Stay ahead of attackers, maintain good cyber hygiene: How to strengthen cybersecurity in financial services

Experts from Akamai Technologies and Security Bank Philippines discussed the latest trends and threats in the financial services sector today.

Cyber attacks in the financial services sector are getting more sophisticated by the day, amidst the rising number of customers who are adopting the usage of digital banking platforms. Financial services institutions will continue to drive forward their agenda of digitalisation but they also continue to be the biggest targets of cyber attacks like phishing, fraud and attacks targeting APIs.

In line with the cybersecurity concerns they face, it can go a long way for companies to discuss best practices that can help address these cyber threats.

Asian Banking and Finance, during its March 9 webinar “Cyber Leaders Dialogue for Financial Services” with Akamai Technologies, tackled how the financial services industry has become a primary target of cyber threats. The webinar featured Akamai’s Security Technology & Strategy Director Reuben Koh and Security Bank Philippines’ Chief Information Security Officer Albert Dela Cruz.

During the event, Akamai's Koh shared findings from the company's latest research on cyber trends and the major types of attacks impacting the financial services sector. Amongst its key takeaways, the Akamai research shows that investments in digital technologies have risen across the region and are now central to financial services. This is whilst customer expectations when transacting with such services also continue to increase. In addition to this, financial institutions continue to grapple with challenges around regulatory compliance, protecting customer privacy, and keeping data secure.

Security Bank's Dela Cruz emphasised the importance of these kinds of research in creating more protected financial institutions, as such studies provide guidance to assess the best technology and security systems to implement as well as optimise a firm's spending. He also stressed that telecommunications companies and governments have to be involved in measures that prevent cyber threats.

Today, financial institutions are primarily concerned with the following threats: ransomware, phishing, and attacks targeting web applications and APIs. In fact, finance has become a "benchmark" for cyber attackers because "if it works in finance, it's going to work everywhere else,” Koh explained.

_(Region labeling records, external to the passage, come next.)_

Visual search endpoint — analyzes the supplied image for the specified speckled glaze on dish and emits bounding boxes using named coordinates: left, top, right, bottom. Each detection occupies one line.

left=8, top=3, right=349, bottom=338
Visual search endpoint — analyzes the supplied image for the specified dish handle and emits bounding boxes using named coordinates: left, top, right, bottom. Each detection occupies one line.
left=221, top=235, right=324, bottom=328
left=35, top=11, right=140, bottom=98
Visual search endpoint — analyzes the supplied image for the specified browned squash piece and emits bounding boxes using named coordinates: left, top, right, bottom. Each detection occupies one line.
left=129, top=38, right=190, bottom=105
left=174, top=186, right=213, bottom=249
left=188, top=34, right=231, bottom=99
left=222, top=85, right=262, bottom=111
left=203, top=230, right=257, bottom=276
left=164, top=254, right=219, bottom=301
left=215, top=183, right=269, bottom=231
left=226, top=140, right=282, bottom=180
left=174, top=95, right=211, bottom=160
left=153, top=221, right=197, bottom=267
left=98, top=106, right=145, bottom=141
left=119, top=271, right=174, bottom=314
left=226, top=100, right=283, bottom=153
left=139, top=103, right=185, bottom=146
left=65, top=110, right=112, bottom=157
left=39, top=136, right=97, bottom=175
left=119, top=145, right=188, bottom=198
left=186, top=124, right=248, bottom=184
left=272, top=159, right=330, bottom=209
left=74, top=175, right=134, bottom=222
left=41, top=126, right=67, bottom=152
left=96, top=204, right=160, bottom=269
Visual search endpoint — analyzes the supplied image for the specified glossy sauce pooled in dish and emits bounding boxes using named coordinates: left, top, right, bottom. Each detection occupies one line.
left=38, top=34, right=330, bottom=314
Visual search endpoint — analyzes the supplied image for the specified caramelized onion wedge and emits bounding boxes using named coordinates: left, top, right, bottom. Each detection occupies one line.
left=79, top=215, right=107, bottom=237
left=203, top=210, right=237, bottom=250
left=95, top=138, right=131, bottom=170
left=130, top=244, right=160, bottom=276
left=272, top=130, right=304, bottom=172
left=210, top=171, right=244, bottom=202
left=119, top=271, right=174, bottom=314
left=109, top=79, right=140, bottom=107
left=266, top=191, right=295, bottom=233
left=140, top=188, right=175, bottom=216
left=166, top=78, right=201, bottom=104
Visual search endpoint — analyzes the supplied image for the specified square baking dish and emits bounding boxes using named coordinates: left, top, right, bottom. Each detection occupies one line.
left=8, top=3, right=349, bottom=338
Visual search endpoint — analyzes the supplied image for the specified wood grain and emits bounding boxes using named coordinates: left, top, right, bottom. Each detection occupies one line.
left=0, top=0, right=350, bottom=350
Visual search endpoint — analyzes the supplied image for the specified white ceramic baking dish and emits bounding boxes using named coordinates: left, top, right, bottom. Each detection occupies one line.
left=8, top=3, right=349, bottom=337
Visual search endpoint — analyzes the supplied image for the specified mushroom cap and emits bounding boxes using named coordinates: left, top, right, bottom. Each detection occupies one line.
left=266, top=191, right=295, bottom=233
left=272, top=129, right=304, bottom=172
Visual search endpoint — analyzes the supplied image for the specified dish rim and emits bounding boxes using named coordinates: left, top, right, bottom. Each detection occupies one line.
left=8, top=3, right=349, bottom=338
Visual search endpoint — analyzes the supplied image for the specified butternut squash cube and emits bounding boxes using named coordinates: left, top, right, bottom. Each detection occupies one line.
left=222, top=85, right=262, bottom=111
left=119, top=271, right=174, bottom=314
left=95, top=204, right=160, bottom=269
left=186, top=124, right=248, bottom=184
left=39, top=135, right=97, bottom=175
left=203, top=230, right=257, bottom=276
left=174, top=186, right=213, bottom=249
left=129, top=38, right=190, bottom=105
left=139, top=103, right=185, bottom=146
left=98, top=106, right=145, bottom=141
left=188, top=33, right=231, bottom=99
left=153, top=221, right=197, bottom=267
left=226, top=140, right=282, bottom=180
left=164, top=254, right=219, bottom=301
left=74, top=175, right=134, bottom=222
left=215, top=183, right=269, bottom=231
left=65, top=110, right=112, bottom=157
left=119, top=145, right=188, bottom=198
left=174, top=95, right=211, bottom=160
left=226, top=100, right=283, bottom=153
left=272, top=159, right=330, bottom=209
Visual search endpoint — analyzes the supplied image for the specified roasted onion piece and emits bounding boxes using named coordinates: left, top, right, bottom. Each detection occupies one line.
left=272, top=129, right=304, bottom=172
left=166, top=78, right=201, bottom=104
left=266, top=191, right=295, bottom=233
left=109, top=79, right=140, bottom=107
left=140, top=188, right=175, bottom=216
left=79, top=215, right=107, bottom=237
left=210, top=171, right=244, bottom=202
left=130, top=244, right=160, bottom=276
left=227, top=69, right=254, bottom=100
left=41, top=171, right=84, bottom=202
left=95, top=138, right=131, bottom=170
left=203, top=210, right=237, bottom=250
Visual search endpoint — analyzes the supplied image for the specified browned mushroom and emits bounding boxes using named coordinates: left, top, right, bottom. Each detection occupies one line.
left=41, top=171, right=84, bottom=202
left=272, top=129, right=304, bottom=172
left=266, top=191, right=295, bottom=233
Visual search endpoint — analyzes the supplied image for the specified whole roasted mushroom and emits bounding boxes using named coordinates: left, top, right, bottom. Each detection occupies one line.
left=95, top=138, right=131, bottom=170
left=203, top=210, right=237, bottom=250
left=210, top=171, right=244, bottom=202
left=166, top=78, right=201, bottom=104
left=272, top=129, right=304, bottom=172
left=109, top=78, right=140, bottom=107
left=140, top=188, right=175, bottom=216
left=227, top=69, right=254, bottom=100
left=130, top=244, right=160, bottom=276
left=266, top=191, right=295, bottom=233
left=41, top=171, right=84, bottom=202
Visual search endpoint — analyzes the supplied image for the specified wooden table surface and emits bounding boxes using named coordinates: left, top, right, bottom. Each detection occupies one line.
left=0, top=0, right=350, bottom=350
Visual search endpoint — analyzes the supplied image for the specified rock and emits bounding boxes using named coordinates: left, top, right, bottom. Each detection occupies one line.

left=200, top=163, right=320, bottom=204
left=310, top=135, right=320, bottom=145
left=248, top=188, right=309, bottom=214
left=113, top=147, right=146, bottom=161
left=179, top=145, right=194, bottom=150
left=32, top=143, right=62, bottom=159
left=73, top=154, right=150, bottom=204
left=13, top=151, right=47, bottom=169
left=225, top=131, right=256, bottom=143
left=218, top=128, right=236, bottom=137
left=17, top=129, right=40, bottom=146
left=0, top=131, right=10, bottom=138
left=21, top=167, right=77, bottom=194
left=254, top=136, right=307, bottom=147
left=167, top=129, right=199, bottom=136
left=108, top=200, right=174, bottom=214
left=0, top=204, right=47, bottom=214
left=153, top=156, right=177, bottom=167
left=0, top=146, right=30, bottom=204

Expanding visibility to cybersecurity threats

Given the prevalence of cyber attacks, financial services organisations need to constantly stay on top of all the evolving trends in cybersecurity to always be prepared if such instances arise. Koh noted that there are several ways to do this, including working with capable and specialised security providers who can offer actionable insights. "[They must give] data that you can consume and basically use to defend yourself better," said Koh.

Koh also recommended attending briefings by local agencies and computer emergency response teams, as well as joining industry groups that focus on sharing and collaborating on track findings.

Security Bank’s Dela Cruz pointed out that the C-suite has fortunately been looking to be more involved in understanding cybersecurity threats, noting that they have been showing their support through logistics and budget for protecting their organisations against these kinds of attacks.

Dela Cruz and Koh were also asked about how to balance a financial institution’s security with clients’ convenience.

Though Koh and Dela Cruz admitted that there is no specific way to address friction in a customer’s journey, they emphasised that balancing security and convenience depends on a company’s own assessment of acceptable risks and the possible return on investment. “I think it also boils down to your level of risk appetite,” Koh added.

Ensuring security through sound cyber hygiene

Amidst these various cyber threats, Koh highlighted that financial institutions—and even other organisations–have to make sure they have sound baseline cyber hygiene that helps maintain system health and improve online security.

“Sometimes we tend to look at these fancy new systems, fancy devices, or paradigms, but we fail to look at the basic cybersecurity hygiene. Do we have them in place right now? Because basic cybersecurity hygiene will constitute about 70 to 80% of protection,” Dela Cruz advised firms.

Additionally, companies must also look into areas that require more specialised focus or protection, which cannot be done with simple traditional firewalls and IPS.

Koh then laid out five key recommendations for financial institutions to improve their cybersecurity. First of all, organisations have to constantly update their incident response plans, especially since firms' vulnerabilities can be exploited in less than 24 hours. Dela Cruz agreed with this and said that there must also be strategies in place to increase awareness of cyber threats.

Next, it is essential to understand the industry's ever-expanding attack surface amidst continuous digitalisation. Koh’s third recommendation is the continuous review of risk models in terms of fraud management, customer-based threats, and account takeovers, amongst others. Fourthly, firms should also consider updating their phishing defences as more sophisticated techniques arise. Lastly, companies have to be prepared to adapt their risk and security strategies whilst the landscape of cyber threats continues to evolve. This can be done through various means, such as attending security advisories or connecting with peers in the industry.

As financial services institutions continue to push for digitisation, it is essential for them to stay ahead of their attackers and anticipate anything that could pose a danger to their security. However, the best cybersecurity practices come with good cyber hygiene aided by advanced technologies and strategies. At the end of the day, companies must carefully consider the risks they are willing to take without sacrificing security and convenience.